You pick up the history of a country as the years go by, some of it through interest, some of it you just stumble across. Most people are aware of the 1985 earthquake which killed thousands. I only recently became aware of two other disasters, although these were both non natural. In 1992 the streets of Guadalajara exploded with such force that buses were thrown on top of 2 storey buildings. Yes, the streets exploded. Kilometres of them. Technically, it was the sewage system underneath, that has become filled with gasoline, that exploded. As there is only the one petrol company in Mexico, Pemex, it seems logical to point the finger at them. They have though, of course, always insisted that it wasn’t their fault. More than 200 people were killed, with hundreds more injured and thousands homeless.

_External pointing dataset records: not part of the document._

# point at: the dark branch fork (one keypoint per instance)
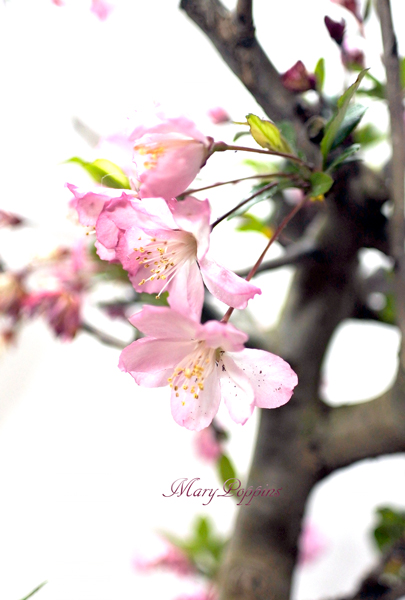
(304, 441)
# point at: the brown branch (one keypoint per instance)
(244, 56)
(396, 110)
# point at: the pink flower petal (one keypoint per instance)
(195, 414)
(193, 215)
(164, 323)
(186, 291)
(225, 285)
(151, 362)
(236, 389)
(272, 379)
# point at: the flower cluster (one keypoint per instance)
(163, 243)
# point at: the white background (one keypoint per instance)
(85, 455)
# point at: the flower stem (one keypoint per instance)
(222, 147)
(257, 176)
(263, 189)
(273, 238)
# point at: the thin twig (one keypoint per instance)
(269, 186)
(273, 238)
(222, 147)
(231, 181)
(396, 110)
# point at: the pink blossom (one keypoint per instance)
(157, 552)
(101, 9)
(207, 445)
(166, 248)
(311, 544)
(202, 363)
(61, 309)
(168, 153)
(297, 79)
(89, 204)
(218, 115)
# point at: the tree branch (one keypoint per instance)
(396, 110)
(243, 55)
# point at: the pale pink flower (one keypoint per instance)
(202, 363)
(168, 153)
(207, 445)
(218, 115)
(89, 204)
(169, 251)
(311, 544)
(101, 9)
(157, 552)
(61, 309)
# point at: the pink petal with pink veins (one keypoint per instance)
(226, 285)
(272, 379)
(164, 323)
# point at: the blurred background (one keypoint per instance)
(85, 455)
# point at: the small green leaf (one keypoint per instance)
(352, 118)
(320, 75)
(153, 299)
(252, 223)
(320, 183)
(267, 134)
(402, 72)
(347, 153)
(225, 468)
(240, 134)
(333, 126)
(35, 591)
(368, 135)
(390, 527)
(104, 172)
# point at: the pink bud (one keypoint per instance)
(336, 30)
(218, 115)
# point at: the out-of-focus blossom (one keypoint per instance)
(168, 153)
(157, 552)
(352, 6)
(202, 363)
(207, 445)
(297, 79)
(9, 220)
(164, 255)
(336, 30)
(11, 294)
(218, 115)
(101, 9)
(311, 545)
(89, 204)
(61, 309)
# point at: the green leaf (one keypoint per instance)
(320, 75)
(333, 126)
(352, 118)
(225, 468)
(267, 134)
(240, 134)
(320, 183)
(104, 172)
(153, 299)
(390, 527)
(402, 72)
(347, 153)
(252, 223)
(368, 135)
(35, 591)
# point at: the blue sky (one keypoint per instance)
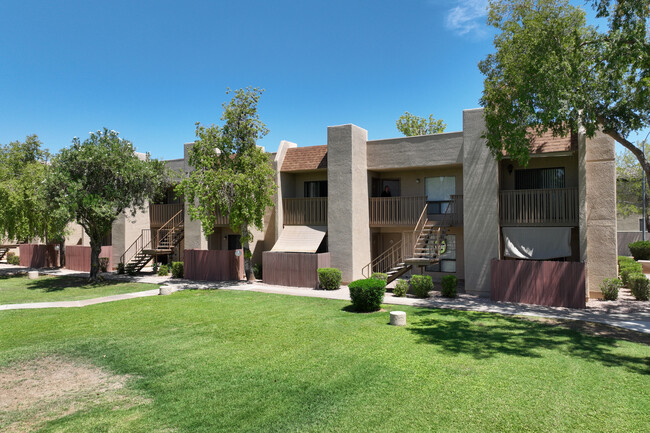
(152, 69)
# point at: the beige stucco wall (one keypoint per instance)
(600, 210)
(480, 209)
(347, 214)
(421, 151)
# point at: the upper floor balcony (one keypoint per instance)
(305, 211)
(539, 207)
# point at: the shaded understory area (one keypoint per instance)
(206, 361)
(17, 288)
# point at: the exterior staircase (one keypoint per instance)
(146, 247)
(423, 249)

Then there was the San Juanico explosion, where spherical gas containers exploded, one after the other. All 54 of them I believe, after one had leaked and ignited. A staggering death toll of 500 plus, with an estimated 5,000 to 7,000 more severely injured.
But it’s the third non natural disaster I find most interesting at the moment. There were no ‘direct’ deaths from this catastrophe. Stop me if this story sounds familiar…
It started with some very lax banking regulations and the banks themselves developing a sudden taste for lending lots of money out, plenty of it to higher risk borrowers. Interest rates were low after all. But all good things must come to an end, and when the currency of the country dropped (through devaluation as well as market forces) and interest rates rose, lots of people found themselves unable to repay their loans. Liquidity in the system dried up and the banks all started to teeter on the edge of bankruptcy.
Of course, banks can’t be allowed to go bankrupt, so they were pretty much all nationalised. And Bill Clinton’s US government and others kindly bailed out the Mexican financial system to the tune of $50 billion. It really does sound familiar doesn’t it! Well the US, UK and others clearly didn’t learn from Mexico’s mistake, but happily Mexico did. It became known, as the title of the post suggests, as the December Mistake – President Zedillo’s devaluation being the most oft blamed factor. Most people agree however that his predecessor, Salinas, bears by far the greater responsibility.
Mexico won’t escape unscathed from the current crisis, but the banks have solid capitalisation and liquidity here, so should be ok. Maybe it would be better if the biggest banks in Mexico weren’t owned by US, British and Spanish banks, just at the moment, of course…!
If you want some good news, the banks were all privatised again a few years later, and the $50 billion repaid ahead of schedule quite some time ago. Let’s hope the US et al come out the other side just as well.